A new study looking at effective management in manufacturing found that management was a distinguishable factor in productivity, according to a National Association of Manufacturers newsletter.
Management techniques focusing on targets, incentives and monitoring can improve productivity in manufacturing, according to a survey that covered more than 35,000 U.S. manufacturing plants.
The study, conducted by the Vox Center for Economic Policy Research, found that management was a distinguishable factor in productivity and that management practices are not consistent across companies or even internally, the NAM Smart Brief said.
“Perhaps most surprisingly, we found that management practices varied not just among companies, but also within them,” the researchers found.
In fact, they found that more than 40 percent of the variation in management practices among plants belonging to multi-plant firms was because of differences across establishments within the very same firm.

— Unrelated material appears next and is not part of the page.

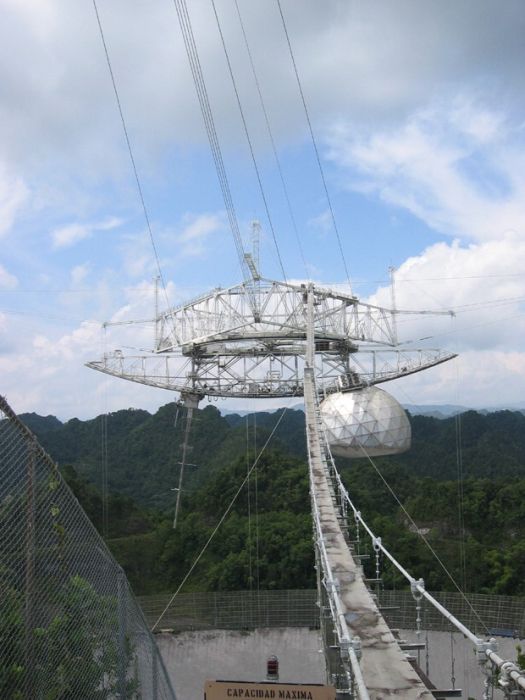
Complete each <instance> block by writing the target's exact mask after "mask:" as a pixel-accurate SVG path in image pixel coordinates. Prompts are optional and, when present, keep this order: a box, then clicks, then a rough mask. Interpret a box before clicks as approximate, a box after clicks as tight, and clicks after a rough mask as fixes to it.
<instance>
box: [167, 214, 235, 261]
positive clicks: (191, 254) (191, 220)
mask: <svg viewBox="0 0 525 700" xmlns="http://www.w3.org/2000/svg"><path fill="white" fill-rule="evenodd" d="M182 226H183V229H182V231H181V232H180V233H179V234H178V236H177V241H178V242H179V243H180V244H181V248H180V254H181V255H185V256H186V255H187V256H199V255H203V254H205V253H206V250H207V247H206V241H207V239H208V237H209V236H210V235H212V234H214V233H217V232H218V231H222V230H223V229H224V223H223V217H222V215H220V214H198V215H194V214H185V216H184V217H183V220H182Z"/></svg>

“That is, inside many large firms we found some plants utilizing a highly structured approach to management alongside those with unstructured approaches,” they wrote. “And this variation was greatest in the largest firms, possibly because standardizing practices across regions and divisions is particularly hard for the biggest companies.”
“The bottom line of our research is that management matters a lot for company performance, and with the huge variation we see across manufacturing plants this suggests there are many opportunities to make big improvements in performance,” researchers wrote. “Increasing management structure can be relatively cheap, compared to investments in R&D or IT.”